As the principles of cognitive behavioral therapy recognize, how you think changes how you feel. When you think you’re an insomniac, you help yourself become one. “When dread intermingles with sleep, the bedroom is a neutral or welcoming environment by day, a dystopia by night,” the researchers warned.
Reviewing separate studies, the researchers found that people who obsess over their sleeplessness were found to be at greater risk for self-stigma, depression, suicidal ideation, anxiety, and fatigue.
How to fight insomnia
But for people who identify as insomniacs, there’s still hope of obtaining that elusive good night’s sleep. As the review outlines, “treatment is pushing against conviction” that you’re an insomniac and you will always be one.
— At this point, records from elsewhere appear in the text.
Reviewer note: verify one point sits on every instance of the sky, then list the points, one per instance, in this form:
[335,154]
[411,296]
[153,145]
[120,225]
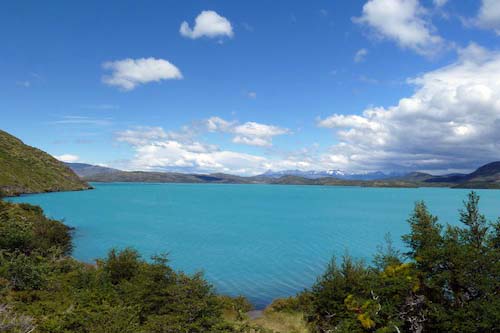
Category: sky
[243,87]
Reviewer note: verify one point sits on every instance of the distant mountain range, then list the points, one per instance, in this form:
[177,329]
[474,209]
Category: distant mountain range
[487,176]
[313,174]
[86,170]
[24,169]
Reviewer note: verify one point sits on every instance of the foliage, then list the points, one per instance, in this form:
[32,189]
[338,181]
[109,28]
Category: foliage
[120,293]
[448,282]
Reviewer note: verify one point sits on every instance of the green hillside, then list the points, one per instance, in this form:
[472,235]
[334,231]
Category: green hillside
[24,169]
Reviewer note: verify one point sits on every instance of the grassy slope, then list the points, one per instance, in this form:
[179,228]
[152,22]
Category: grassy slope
[24,169]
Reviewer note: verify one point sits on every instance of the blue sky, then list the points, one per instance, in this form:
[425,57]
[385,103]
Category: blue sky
[352,85]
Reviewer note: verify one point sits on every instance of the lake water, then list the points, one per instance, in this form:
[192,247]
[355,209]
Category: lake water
[260,241]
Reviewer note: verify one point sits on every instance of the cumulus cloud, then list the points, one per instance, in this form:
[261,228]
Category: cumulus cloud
[207,24]
[129,73]
[451,121]
[360,55]
[156,149]
[69,158]
[489,15]
[403,21]
[439,3]
[249,133]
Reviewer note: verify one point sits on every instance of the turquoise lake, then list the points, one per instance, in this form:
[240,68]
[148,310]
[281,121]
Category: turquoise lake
[260,241]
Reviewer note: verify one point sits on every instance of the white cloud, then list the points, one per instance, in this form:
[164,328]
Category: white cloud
[209,24]
[69,158]
[360,55]
[252,94]
[256,134]
[249,133]
[403,21]
[489,15]
[25,84]
[155,149]
[439,3]
[451,121]
[129,73]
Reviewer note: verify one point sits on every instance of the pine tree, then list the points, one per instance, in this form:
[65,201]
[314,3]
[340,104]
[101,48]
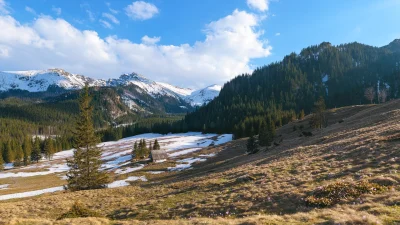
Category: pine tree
[19,154]
[263,137]
[36,151]
[135,150]
[27,149]
[49,149]
[302,114]
[1,159]
[85,166]
[8,154]
[252,145]
[156,145]
[318,119]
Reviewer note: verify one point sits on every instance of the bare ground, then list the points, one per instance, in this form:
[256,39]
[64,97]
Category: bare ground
[364,146]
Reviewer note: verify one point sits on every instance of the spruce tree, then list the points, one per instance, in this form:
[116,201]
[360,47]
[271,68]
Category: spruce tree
[263,137]
[49,149]
[19,154]
[252,145]
[134,150]
[85,166]
[36,152]
[156,145]
[8,154]
[27,148]
[1,159]
[318,120]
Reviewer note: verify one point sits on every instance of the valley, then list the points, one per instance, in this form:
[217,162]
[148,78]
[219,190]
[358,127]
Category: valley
[360,144]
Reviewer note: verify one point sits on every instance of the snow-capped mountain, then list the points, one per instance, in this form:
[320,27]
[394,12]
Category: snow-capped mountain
[205,95]
[153,88]
[41,80]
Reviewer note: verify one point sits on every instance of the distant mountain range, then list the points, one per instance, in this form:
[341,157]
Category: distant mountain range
[46,80]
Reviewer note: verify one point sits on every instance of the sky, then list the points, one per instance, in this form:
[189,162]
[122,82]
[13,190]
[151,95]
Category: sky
[188,43]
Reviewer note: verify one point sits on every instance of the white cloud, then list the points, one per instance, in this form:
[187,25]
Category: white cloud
[111,9]
[30,10]
[90,15]
[141,10]
[261,5]
[105,24]
[3,8]
[229,45]
[150,41]
[111,18]
[56,10]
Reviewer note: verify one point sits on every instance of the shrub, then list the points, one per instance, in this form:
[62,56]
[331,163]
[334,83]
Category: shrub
[79,210]
[334,193]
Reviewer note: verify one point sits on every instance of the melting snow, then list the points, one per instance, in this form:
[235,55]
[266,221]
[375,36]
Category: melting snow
[122,183]
[31,193]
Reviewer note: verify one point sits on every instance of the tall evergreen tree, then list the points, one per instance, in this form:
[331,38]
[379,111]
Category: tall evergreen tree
[27,149]
[85,166]
[49,149]
[19,154]
[135,150]
[156,145]
[1,158]
[8,154]
[252,145]
[36,151]
[318,120]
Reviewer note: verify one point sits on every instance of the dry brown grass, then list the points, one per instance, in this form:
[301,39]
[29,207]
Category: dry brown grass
[364,147]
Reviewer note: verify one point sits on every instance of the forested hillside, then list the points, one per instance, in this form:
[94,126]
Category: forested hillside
[282,90]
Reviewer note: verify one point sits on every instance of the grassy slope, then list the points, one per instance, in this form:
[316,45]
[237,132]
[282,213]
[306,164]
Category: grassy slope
[366,146]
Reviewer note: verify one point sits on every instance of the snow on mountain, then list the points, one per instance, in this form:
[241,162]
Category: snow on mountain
[41,80]
[153,88]
[205,95]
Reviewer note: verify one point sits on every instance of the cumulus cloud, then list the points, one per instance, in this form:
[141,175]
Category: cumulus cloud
[30,10]
[56,10]
[3,7]
[261,5]
[111,18]
[226,50]
[105,24]
[141,10]
[150,41]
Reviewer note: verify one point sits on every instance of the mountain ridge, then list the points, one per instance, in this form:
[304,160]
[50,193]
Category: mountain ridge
[43,80]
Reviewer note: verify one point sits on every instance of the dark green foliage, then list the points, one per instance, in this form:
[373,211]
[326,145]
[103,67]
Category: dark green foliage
[252,146]
[49,148]
[318,119]
[1,160]
[301,115]
[85,166]
[334,193]
[36,151]
[18,154]
[142,151]
[8,154]
[79,210]
[156,145]
[27,149]
[290,87]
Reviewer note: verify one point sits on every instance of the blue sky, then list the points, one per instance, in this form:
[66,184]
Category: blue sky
[188,43]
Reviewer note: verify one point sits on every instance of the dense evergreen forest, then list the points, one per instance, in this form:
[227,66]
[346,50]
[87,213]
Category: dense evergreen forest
[271,96]
[340,74]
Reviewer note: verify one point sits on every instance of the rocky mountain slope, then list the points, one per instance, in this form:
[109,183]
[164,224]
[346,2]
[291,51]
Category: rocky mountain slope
[356,153]
[44,80]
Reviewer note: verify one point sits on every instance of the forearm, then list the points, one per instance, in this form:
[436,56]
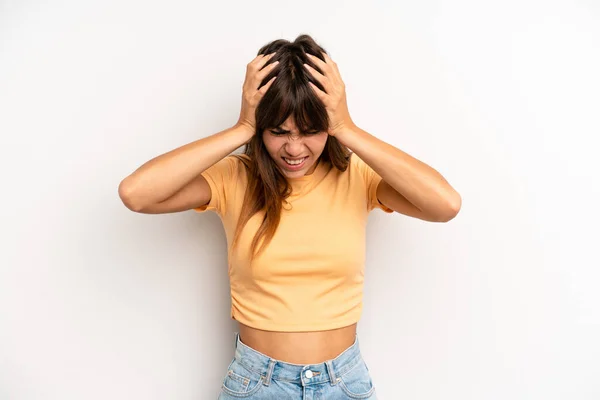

When you catastrophize your bad sleep habits and beat yourself up about not getting enough sleep, you’re not helping yourself. To push against this all-or-nothing thinking, researchers suggested asking yourself the following questions to reframe your attitudes about sleep:
- Can you be a normal sleeper if you are not a perfect sleeper?
- Does having troubled sleep change the way you think about yourself?
- What do you think the impact of seeing yourself as an insomniac is?
- If your sleep improved, how would that change the way you think about yourself?
These questions are all to help you challenge reframe your concept of yourself as a bad sleeper. When it comes to getting rest, your “sleep self-appraisal takes precedence over sleep,” the researchers concluded.
And too many of us identify as bad sleepers. We are in a sleeplessness epidemic. Three in four employees aren’t getting the recommended eight hours of sleep on a work night, and they say their performance at work has suffered for this.
With this new research, you can now combat your sleep deprivation by first recognizing that it doesn’t define you. By learning to separate the insomnia from the insomniac label, you can spare yourself from the guilt and health risks of staying up too late.